In: Chemistry
Why is sodium chloride not generally used for the fractional precipitation of proteins?
sodium chloride not generally used for the fractional precipitation of proteins. since it does not preserves protein activity and not promotes precipitation at lower concentrations than other salts. (sodium Phosphate should be better than sodium sulfate on theoretical grounds, but is ruled out because trivalent phosphate occurs only at extremely low pH. Sodium sulfate and many potassium salts are not sufficiently soluble; many multivalent cations are toxic; also potassium phosphate at even fairly low molar concentration is too dense to allow precipitate to settle - economy of the pure salt also plays a role).sodium chloride is not sufficiently soluble.
Salting out can be a powerful tool to separate classes of proteins that vary in size, charge, and surface area among other characteristics. One method of controlling the precipitation is the utilize the different effects of various salts and their respective concentrations. A salt's ability to induce selective precipitation is dependent on many interactions with the water and solutes. Research by Franz Hofmeister in the early 20th century organized various anions and cations by their ability to salt out.

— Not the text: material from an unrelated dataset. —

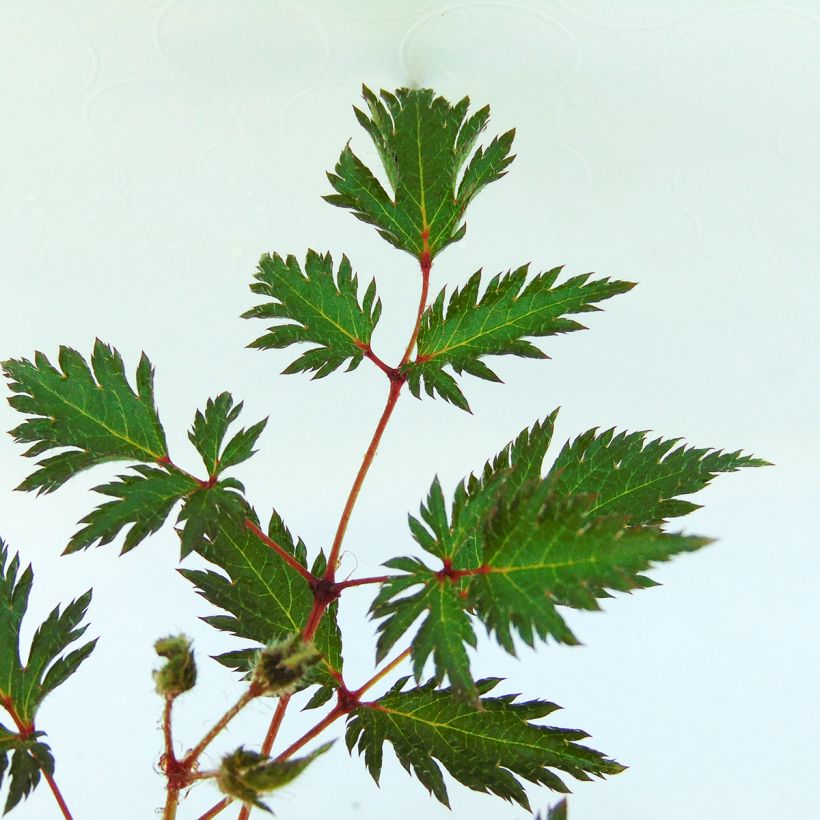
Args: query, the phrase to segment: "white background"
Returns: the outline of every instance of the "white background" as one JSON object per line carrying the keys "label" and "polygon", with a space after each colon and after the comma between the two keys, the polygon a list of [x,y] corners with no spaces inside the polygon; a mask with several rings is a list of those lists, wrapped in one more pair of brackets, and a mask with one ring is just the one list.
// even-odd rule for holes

The ordering of cations and anions is called the Hoffmeister Series (1). The cations are arranged as follows
NH4+> K+> Na+ >Li+ >Mg2+ >Ca2+
where ammonium has the highest ability to precipitate other proteinacious solutes. Likewise, the order for anions is
F- ≥ SO42-> H2PO4-> H3CCOO-> Cl-> NO3-> Br-> ClO3-> I->ClO
Between cations and anions in solution the concentration of the anion typically has the greatest effect on protein precipitation.
One of the most commonly used salts is ammonium sulfate, which is typically used because the ions produced in an aqueous solution are very high on the Hofmeister series, and their interaction with the protein itself is relatively low. Other ions such as iodide are very good at precipitating proteins, but are not used due to their propensity to denature or modify the protein.